In late trading, Jefferies shares gained 6 cents to $12.07. The stock was earlier down more than 7 percent, and has been volatile all week following the collapse of MF Global Holdings Ltd.
MF Global ran low on cash and sought bankruptcy protection Monday after a $6 billion bet on European government bonds spooked investors.
New York-based Jefferies also holds debt issued by the most troubled European countries: Italy, Spain, Ireland, Portugal and Greece. But the firm has spent the week maintaining that it is handling its situation differently than MF Global.
On Friday, Jefferies published a list of the amount of debt it holds from each country, and the positions it has taken to counterbalance those holdings. The firm showed that it maintains a net $9 million short position -- a bet on a decline in price -- on $2.41 billion in bonds from the five countries.
"As is clear from this information, Jefferies has no meaningful credit risk in respect of the sovereign debt of these nations, and an insignificant risk related to interest rate movements," Jefferies Chairman and CEO Richard Handler said.
He said his firm decided to disclose the normally closely held information in order to "conclusively dispel rumors, misinformation and misplaced concerns."
Yet it may not be enough.
One concern that was not addressed was the identity of the counterparties on Jefferies' short positions, said Sean Egan, managing director of Egan-Jones Ratings Co., which on Thursday cut its ratings on Jefferies debt in a move that helped fuel an early selloff of the stock. "If it's a third-tier bank, then you have to question whether or not the bank will be able to fulfill its obligations in the event the peripheral countries in the EU continue to slide."
"They may prefer not to disclose that, and so be it, but that's a comfort that investors need to properly view an entity like the Jefferies Group," Egan said in an interview.
There's also the larger question of how much debt Jefferies is carrying. Egan said the main reason for the downgrade was his firm's view that Jefferies is over-leveraged. While acknowledging the debt is not has high as MF Global's, or the levels that failed competitors Bear Stearns and Lehman Brothers carried before they collapsed in 2008, he said it is still a concern.
Egan-Jones is so far alone among ratings companies on this issue. Larger agencies have not issued opinions in recent days on Jefferies' debt.

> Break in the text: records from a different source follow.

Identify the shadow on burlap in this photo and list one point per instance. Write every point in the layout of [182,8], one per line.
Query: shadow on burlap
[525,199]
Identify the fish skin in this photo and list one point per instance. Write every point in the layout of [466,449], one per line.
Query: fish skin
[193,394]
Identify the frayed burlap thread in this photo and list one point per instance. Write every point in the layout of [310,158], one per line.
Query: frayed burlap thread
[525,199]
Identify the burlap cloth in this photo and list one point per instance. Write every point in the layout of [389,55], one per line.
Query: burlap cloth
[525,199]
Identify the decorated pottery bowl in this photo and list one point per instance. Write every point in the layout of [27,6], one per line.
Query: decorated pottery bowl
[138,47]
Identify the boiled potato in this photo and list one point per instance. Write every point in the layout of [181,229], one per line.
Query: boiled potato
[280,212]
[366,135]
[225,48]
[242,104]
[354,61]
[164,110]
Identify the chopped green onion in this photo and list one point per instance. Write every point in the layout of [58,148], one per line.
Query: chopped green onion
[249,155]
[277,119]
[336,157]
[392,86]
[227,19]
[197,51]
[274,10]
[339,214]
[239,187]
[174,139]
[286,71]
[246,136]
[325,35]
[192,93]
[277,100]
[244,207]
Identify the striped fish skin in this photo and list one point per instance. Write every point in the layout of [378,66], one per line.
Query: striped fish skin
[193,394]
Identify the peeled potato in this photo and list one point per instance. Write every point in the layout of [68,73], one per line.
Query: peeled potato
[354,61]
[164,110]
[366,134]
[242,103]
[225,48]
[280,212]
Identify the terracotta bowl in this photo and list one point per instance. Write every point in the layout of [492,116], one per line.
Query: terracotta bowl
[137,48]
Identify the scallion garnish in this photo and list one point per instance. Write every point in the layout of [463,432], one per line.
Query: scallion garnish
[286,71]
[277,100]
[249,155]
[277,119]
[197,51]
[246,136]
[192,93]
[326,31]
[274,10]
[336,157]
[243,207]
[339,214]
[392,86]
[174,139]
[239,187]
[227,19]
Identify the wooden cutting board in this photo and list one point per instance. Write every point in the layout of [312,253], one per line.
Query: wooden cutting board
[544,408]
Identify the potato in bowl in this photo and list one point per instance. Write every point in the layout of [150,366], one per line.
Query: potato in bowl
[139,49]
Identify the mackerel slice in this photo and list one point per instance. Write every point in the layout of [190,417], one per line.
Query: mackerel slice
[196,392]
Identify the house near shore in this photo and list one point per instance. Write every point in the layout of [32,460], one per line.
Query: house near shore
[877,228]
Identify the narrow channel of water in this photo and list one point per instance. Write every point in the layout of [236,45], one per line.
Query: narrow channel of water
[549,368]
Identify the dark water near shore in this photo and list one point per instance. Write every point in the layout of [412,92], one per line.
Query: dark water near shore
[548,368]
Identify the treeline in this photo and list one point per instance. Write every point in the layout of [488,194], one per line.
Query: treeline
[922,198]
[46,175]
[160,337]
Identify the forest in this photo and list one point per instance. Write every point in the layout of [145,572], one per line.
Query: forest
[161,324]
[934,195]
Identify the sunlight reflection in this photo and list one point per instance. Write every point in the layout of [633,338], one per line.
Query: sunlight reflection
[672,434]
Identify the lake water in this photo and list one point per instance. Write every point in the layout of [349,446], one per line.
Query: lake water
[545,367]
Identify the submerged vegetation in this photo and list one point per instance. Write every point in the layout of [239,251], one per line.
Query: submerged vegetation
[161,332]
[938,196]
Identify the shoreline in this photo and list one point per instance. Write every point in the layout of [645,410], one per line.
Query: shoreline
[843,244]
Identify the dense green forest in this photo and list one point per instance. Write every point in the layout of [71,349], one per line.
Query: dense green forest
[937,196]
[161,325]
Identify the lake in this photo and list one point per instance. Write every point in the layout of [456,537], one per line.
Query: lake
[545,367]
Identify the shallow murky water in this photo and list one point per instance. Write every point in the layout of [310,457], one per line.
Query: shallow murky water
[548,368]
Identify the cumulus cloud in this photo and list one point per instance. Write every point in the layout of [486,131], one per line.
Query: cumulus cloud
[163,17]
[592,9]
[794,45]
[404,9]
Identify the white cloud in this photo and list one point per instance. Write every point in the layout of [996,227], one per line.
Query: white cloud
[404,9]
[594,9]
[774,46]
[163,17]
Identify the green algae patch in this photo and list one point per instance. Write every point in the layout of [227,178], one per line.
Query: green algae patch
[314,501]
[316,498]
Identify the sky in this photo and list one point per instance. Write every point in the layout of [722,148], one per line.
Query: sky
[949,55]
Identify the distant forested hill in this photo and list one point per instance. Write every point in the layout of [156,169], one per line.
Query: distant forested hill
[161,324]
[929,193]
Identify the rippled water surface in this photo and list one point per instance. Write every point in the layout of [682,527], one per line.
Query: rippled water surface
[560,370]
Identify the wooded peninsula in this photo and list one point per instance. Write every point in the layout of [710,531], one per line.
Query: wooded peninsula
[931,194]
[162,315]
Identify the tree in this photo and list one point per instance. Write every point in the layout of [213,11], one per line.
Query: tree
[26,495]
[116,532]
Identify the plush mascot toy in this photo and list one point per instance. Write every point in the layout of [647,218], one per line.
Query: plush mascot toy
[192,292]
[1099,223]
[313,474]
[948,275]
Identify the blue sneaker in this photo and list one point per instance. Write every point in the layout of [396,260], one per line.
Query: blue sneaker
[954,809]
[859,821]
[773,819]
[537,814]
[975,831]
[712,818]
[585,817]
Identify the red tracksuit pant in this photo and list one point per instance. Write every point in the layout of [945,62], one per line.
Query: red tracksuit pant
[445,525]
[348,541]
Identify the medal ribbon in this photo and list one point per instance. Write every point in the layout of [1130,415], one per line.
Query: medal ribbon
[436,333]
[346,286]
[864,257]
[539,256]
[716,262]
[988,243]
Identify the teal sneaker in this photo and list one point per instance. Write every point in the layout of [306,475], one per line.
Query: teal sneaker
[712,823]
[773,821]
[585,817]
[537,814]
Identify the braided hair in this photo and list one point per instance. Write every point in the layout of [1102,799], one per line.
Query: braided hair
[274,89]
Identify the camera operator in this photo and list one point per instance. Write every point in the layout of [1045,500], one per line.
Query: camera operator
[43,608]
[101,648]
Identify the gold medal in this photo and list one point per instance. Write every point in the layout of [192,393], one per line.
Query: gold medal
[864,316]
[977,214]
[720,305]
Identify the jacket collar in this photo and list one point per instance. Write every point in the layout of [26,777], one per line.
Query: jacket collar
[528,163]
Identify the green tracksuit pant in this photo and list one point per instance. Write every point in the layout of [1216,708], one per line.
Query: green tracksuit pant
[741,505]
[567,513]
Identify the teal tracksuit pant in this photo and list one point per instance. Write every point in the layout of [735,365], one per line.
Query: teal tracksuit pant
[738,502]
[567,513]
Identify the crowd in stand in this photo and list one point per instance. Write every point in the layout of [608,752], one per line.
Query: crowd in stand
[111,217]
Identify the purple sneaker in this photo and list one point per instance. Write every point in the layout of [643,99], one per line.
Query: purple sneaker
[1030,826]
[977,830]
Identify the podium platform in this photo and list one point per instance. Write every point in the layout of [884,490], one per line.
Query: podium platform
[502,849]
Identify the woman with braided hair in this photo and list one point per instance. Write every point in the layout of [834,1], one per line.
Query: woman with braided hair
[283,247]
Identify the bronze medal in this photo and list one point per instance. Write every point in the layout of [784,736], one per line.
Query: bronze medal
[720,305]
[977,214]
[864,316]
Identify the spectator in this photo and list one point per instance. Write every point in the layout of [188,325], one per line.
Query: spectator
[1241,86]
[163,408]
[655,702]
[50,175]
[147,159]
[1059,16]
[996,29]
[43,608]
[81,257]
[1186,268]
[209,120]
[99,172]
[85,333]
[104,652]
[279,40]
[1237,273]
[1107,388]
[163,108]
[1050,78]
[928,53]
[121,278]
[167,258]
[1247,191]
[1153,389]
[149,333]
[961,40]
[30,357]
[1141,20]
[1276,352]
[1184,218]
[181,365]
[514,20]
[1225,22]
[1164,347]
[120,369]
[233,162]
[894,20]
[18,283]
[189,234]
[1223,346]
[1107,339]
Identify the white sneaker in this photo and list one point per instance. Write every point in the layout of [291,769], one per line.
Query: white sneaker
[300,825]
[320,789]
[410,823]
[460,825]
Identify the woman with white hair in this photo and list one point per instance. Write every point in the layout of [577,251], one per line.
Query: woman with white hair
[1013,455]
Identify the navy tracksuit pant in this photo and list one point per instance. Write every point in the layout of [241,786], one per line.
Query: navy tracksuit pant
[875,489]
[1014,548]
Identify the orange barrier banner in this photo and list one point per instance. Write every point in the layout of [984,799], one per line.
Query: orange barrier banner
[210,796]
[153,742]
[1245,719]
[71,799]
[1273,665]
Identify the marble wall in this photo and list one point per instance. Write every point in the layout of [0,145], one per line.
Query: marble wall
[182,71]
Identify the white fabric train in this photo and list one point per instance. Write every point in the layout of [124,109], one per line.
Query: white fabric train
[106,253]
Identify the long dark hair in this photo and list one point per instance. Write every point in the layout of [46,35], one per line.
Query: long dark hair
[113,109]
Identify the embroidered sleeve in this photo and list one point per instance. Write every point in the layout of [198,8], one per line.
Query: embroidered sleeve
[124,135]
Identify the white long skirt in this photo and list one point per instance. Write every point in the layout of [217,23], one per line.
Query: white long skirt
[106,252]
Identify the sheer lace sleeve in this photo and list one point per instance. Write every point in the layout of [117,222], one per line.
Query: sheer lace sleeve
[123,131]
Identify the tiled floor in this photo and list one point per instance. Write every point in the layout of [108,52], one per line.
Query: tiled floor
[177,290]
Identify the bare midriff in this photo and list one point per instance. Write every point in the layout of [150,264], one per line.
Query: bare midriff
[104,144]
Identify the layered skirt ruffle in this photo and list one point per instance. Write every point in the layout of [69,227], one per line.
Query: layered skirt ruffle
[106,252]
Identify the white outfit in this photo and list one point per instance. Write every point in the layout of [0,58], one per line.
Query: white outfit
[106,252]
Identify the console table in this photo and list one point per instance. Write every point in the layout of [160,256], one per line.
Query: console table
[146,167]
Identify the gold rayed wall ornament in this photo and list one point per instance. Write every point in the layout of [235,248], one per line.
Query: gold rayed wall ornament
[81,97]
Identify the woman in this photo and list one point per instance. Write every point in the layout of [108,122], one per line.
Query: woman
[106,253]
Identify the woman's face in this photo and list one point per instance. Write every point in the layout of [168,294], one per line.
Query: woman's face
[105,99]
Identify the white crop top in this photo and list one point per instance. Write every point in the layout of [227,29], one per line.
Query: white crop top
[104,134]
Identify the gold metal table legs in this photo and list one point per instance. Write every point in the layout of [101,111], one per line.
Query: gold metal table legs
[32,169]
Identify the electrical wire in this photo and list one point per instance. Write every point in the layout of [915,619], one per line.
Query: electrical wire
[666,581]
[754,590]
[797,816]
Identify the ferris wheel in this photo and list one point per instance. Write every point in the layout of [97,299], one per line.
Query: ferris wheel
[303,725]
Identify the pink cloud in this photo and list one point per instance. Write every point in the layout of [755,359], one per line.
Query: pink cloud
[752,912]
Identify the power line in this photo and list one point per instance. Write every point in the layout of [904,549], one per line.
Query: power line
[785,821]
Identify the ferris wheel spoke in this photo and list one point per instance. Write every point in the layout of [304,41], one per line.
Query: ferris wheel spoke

And some analysts are questioning whether Jefferies is taking an undeserved beating.
"Despite heightened concerns about viability of the independent investment banking model since the MF Global bankruptcy, we continue to believe that Jefferies represents a high-quality franchise and it has been unjustifiably punished in recent days," wrote Keefe, Bruyette & Woods analyst Lauren Smith in a note to clients on Friday. Smith said the firm is "well positioned to grow and gain market share" as the markets improve.
Jefferies is not a too-big-to-fail bank, which means it isn't likely to be required to beef up capital reserves like Goldman Sachs Group Inc. and Morgan Stanley. And while acknowledging that higher debt levels do tend to increase risk for a company, Smith said the current amount does not appear to represent an "outsized risk."
Nevertheless, Smith did cut the price target on Jefferies' stock to $17 from $22 because of the continued speculation and concerns over increased regulation.